« Ce témoin n’est pas crédible, il a le regard fuyant », peut conclure un avocat. Mais sait-il que, pour certaines cultures, ne pas regarder dans les yeux est un signe de respect? Pour que les professionnels du droit soient mieux outillés et contribuent à une meilleure justice pour tous, le nouveau programme de l‘École du Barreau offrira dès la prochaine rentrée un atelier thématique sur le contexte social du droit.
Élaborée par Mes Jean-François Gaudreault-Desbiens et Diane Labrèche, cette formation se veut une réflexion pour les futurs avocats. « Cette formation n’est pas une démarche de rectitude politique », spécifie Me Gaudreault-Desbiens. Il s’agit plutôt d’une volonté de sensibiliser les étudiants aux questions liées à l’égalité et à la non-exclusion.
Afin de bien représenter sa clientèle, peu importe son origine, sa race, sa religion, etc., il est primordial de mieux comprendre et de mieux décoder les différents codes culturels et le langage non verbal.
La profession et la formation doivent s’adapter. « La société a beaucoup changé. À une certaine époque, c’était plus facile parce que les codes culturels étaient partagés par tous », note Me Gaudreault-Desbiens.

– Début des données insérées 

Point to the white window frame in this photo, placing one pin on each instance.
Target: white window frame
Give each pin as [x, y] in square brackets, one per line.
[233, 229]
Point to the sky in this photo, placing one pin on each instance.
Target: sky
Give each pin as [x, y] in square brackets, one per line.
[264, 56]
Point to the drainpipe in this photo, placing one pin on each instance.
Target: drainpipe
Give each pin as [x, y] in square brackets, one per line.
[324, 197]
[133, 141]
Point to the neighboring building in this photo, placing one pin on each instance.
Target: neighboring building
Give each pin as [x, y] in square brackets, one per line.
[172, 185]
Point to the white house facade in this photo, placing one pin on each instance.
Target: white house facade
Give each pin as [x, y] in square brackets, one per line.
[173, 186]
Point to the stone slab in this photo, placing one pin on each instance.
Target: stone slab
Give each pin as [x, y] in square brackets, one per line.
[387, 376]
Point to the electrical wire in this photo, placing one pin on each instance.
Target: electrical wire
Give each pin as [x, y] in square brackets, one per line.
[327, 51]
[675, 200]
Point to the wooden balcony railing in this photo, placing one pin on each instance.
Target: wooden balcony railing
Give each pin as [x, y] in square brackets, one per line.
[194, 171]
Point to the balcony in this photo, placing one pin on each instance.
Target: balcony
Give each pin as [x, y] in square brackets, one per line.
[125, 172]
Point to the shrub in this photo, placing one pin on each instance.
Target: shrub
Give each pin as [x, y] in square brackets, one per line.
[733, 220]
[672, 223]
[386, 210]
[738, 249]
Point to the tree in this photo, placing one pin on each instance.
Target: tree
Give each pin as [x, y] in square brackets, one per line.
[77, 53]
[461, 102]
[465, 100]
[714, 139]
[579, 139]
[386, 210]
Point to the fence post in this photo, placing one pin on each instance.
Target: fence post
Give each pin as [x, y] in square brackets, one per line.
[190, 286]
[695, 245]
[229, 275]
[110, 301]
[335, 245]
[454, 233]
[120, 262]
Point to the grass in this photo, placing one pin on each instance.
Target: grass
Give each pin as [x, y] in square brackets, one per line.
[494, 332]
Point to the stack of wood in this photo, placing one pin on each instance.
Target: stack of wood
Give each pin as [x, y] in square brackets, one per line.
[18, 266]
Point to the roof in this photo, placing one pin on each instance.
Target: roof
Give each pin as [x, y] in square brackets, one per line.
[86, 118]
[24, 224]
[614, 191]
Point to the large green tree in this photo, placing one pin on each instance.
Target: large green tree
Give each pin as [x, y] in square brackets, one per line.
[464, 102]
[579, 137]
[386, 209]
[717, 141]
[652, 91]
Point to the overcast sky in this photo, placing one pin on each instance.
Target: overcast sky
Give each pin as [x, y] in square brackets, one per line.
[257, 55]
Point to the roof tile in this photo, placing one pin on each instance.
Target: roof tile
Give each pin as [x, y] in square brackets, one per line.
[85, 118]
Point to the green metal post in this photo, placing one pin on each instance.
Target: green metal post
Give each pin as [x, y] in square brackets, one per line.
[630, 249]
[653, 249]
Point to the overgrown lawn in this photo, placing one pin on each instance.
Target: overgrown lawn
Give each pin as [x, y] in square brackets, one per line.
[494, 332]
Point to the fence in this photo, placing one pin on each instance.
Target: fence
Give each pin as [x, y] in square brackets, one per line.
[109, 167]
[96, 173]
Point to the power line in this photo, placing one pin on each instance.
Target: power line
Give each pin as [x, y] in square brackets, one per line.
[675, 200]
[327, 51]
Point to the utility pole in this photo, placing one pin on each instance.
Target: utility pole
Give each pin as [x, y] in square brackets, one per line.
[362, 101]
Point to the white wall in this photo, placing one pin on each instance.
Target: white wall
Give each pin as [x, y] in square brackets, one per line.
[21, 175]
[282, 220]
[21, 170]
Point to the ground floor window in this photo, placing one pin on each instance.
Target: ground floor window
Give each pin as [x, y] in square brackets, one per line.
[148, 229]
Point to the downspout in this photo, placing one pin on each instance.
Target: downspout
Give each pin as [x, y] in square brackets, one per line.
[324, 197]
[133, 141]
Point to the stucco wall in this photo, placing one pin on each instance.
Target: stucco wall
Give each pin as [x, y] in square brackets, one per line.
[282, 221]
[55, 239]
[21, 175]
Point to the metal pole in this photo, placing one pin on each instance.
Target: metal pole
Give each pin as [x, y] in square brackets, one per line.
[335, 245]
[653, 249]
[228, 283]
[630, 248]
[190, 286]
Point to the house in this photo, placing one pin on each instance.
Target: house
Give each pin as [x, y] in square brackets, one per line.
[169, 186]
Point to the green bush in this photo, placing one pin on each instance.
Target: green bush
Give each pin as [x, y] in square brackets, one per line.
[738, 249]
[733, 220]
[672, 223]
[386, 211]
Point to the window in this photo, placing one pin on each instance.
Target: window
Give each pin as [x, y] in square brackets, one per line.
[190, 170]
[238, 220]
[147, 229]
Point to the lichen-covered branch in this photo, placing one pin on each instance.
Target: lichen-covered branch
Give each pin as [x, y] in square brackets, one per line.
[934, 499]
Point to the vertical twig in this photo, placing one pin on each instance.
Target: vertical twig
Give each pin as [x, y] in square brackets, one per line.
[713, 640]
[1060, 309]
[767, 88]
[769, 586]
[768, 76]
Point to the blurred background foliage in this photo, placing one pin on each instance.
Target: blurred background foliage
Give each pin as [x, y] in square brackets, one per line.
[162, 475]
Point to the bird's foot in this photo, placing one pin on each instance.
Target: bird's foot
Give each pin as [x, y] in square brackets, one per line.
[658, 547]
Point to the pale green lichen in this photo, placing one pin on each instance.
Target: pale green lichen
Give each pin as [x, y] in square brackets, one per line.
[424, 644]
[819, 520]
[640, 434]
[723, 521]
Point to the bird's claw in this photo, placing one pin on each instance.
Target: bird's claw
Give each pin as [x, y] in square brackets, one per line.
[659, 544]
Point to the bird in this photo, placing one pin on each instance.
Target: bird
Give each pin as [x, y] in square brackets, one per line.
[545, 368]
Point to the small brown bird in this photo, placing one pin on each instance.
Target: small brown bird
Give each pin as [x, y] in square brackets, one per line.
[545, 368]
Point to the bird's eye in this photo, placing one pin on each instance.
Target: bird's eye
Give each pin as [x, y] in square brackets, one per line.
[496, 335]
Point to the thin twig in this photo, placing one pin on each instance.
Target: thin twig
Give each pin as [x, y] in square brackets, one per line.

La formation sur le contexte social du droit dans la société québécoise actuelle devient donc incontournable et bénéfique pour la justice. « Si quelqu’un ne se sent pas inclus ou compris par le système de justice, il va en décrocher et ne croira plus à sa légitimité », ajoute-t-il.
Une carence qui est comblée
« La formation traditionnelle en droit ne sensibilisait peu ou pas les étudiants à aller au-delà des règles du droit, des éléments factuels, etc. », explique Me Gaudreault-Desbiens.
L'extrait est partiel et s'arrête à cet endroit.